The next thing you know, she was one of them! After nukking up a platter of Smegma© brand Kosher Knishes and mixing a big vat of Dimona© Radioactive Punch mix, heavily-spiked with cheap vodka stolen from mom’s pantie drawer, all of them sat down to finish watching Schlomo’s new DVD, “White Cheerleaders in Da Hood.” Dookie even delivered the “blow by blow” color commentary to the utter delight of her new boyfriends. She happily promised that she would bring along her own favorite bestiality DVD the next time they met.
One big contact she made that day was with Demsuck, a punkish Polish Jew who really knew the in’s and out’s of a computer and maybe even more. He patiently showed Dookie how to turn one on, using the power switch and how to type in words on the keyboard. Next, he showed her how to move the mouse around and click on little pictures on the “monitor” to do things. His hand once got a little too close to Dookie’s chest and actually rubbed against one of her fat bosoms. That embarrassed and tit-alated the both of them.
Next, he showed her how to navigate the web, do searches and even helped her start an on-line account with JTF.org. By that point, both were very excited, so she said that it was best to call it a day. Whew!
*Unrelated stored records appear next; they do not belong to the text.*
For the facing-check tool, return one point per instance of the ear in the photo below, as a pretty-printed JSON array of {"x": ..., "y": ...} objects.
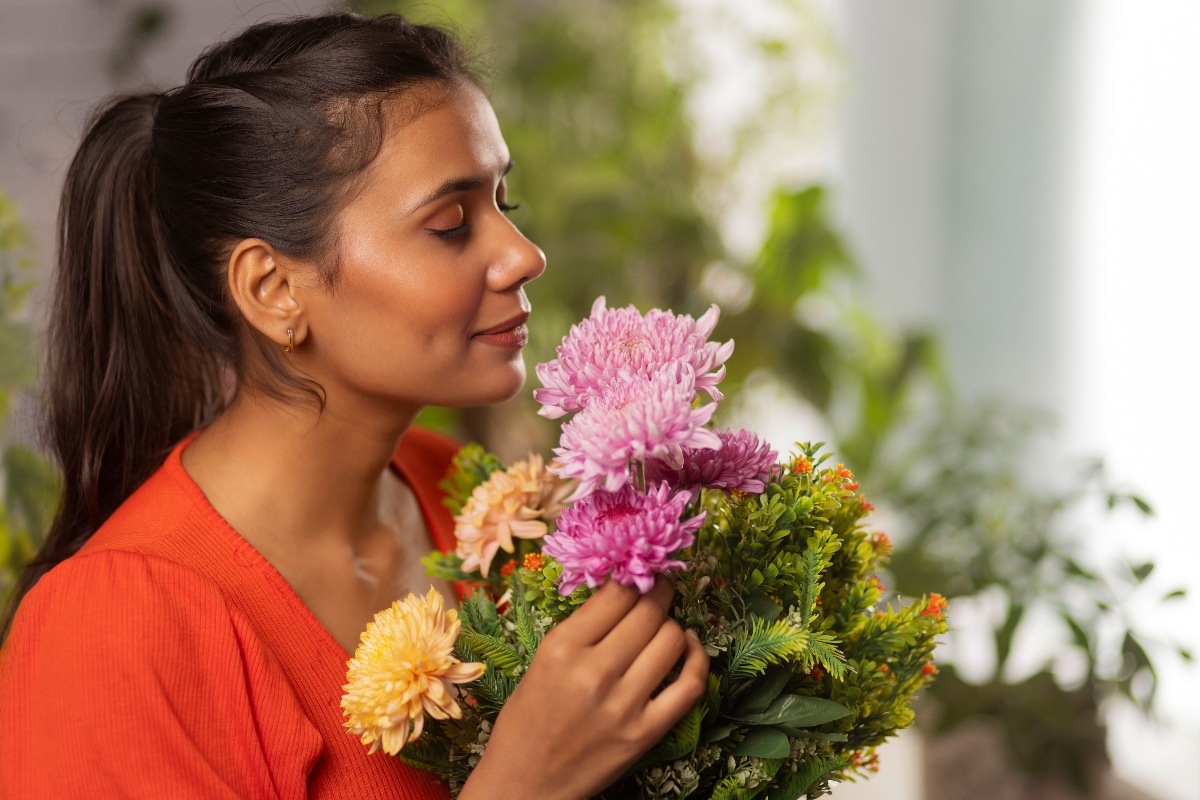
[{"x": 262, "y": 284}]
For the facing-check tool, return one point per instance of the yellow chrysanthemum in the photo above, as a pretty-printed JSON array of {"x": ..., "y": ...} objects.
[
  {"x": 511, "y": 504},
  {"x": 402, "y": 669}
]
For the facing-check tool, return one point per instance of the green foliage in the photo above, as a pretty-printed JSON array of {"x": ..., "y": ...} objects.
[
  {"x": 809, "y": 671},
  {"x": 1012, "y": 542},
  {"x": 471, "y": 467},
  {"x": 30, "y": 483}
]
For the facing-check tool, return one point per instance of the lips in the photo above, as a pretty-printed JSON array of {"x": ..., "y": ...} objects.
[
  {"x": 507, "y": 325},
  {"x": 509, "y": 334}
]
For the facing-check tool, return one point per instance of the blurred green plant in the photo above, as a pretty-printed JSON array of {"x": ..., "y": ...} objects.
[
  {"x": 29, "y": 482},
  {"x": 983, "y": 523}
]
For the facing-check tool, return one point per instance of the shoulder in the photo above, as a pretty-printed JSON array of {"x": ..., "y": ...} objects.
[
  {"x": 425, "y": 446},
  {"x": 147, "y": 659},
  {"x": 424, "y": 456},
  {"x": 156, "y": 609}
]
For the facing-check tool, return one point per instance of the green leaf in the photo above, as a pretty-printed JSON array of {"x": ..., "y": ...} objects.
[
  {"x": 763, "y": 607},
  {"x": 503, "y": 656},
  {"x": 803, "y": 780},
  {"x": 763, "y": 691},
  {"x": 719, "y": 732},
  {"x": 798, "y": 711},
  {"x": 763, "y": 743}
]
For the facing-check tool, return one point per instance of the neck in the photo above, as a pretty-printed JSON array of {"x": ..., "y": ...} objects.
[{"x": 286, "y": 470}]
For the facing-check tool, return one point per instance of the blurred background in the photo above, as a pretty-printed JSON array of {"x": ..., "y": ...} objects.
[{"x": 951, "y": 238}]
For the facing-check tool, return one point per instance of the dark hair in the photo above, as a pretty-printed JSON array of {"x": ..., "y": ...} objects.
[{"x": 263, "y": 140}]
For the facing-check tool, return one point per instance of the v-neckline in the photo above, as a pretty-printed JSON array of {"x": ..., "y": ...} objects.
[{"x": 427, "y": 500}]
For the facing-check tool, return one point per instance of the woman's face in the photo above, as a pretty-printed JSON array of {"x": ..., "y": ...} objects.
[{"x": 429, "y": 305}]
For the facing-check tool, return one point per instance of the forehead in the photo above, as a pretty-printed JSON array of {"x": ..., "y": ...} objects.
[{"x": 436, "y": 134}]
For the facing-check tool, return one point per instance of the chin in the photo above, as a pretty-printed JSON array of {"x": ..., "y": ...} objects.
[{"x": 499, "y": 390}]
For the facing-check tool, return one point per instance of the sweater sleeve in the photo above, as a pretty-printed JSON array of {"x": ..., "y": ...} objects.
[{"x": 125, "y": 677}]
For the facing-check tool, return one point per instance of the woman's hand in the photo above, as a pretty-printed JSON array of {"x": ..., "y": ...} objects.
[{"x": 583, "y": 711}]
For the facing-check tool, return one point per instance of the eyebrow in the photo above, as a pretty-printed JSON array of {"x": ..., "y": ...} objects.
[{"x": 456, "y": 185}]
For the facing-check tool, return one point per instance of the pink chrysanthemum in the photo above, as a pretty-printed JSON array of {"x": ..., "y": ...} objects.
[
  {"x": 637, "y": 417},
  {"x": 629, "y": 535},
  {"x": 612, "y": 341},
  {"x": 742, "y": 463}
]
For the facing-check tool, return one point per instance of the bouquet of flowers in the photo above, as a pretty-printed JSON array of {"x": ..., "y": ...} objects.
[{"x": 775, "y": 571}]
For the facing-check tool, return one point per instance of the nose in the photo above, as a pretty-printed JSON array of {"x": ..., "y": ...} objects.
[{"x": 517, "y": 260}]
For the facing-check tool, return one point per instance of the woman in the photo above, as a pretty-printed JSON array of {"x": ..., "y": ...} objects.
[{"x": 264, "y": 275}]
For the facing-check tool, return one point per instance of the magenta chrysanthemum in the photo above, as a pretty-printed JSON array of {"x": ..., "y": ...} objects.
[
  {"x": 637, "y": 417},
  {"x": 612, "y": 341},
  {"x": 629, "y": 535},
  {"x": 742, "y": 463}
]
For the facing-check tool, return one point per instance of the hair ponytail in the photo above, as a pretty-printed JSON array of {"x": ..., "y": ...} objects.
[
  {"x": 263, "y": 140},
  {"x": 129, "y": 371}
]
She knew she had more important things to do than having herself a little Pole.
Anyway, it was time to get serious in attacking all the enemies of the precious State of Israel, dirty Muslims everywhere, or any White schmuck who thinks he’s a free American and dares breathe a word about us Chosen Ones. “Never again,” she hissed out loud, to no one in particular.
And then the stupid Goyim masses went and elected a half-Negro Muslim Usurper: Barack HUSSEIN Obama! The sheer effrontery! The man has HUSSEIN as a middle name — what more evidence of an Islamic takeover does one need?
Never-mind the guy was bankrolled by the wealthy and Marxist Chicago Jew machine, right along with all the Wall Street Jews; appointed scores of even more Jews to his administration, including a punky homo and dual-citizen of Israel for Chief of Staff; has the entire economy still under the yoke of the exact same thieving Jews responsible for the current financial mess — none of that makes the least bit of difference when it’s so obvious that the man wants to install a Muslim Caliphate right here in the US! And with us Israelis…er Jews… here first!
Now furious as a cross-eyed rattlesnake on meth, Mad Jewess typed in a few search strings into Yahoo and scanned the results. INCOG MAN, hmmm, I wonder who this Goy joker might be…
— Phillip Marlowe
* Any resemblance to actual people is wholly coincidental (but still possible, hehe). Illustration on the left is how she imagines herself today. But trust me, reality is a far, far different thing — I’ve seen photos of her (these Jews are so in love with themselves).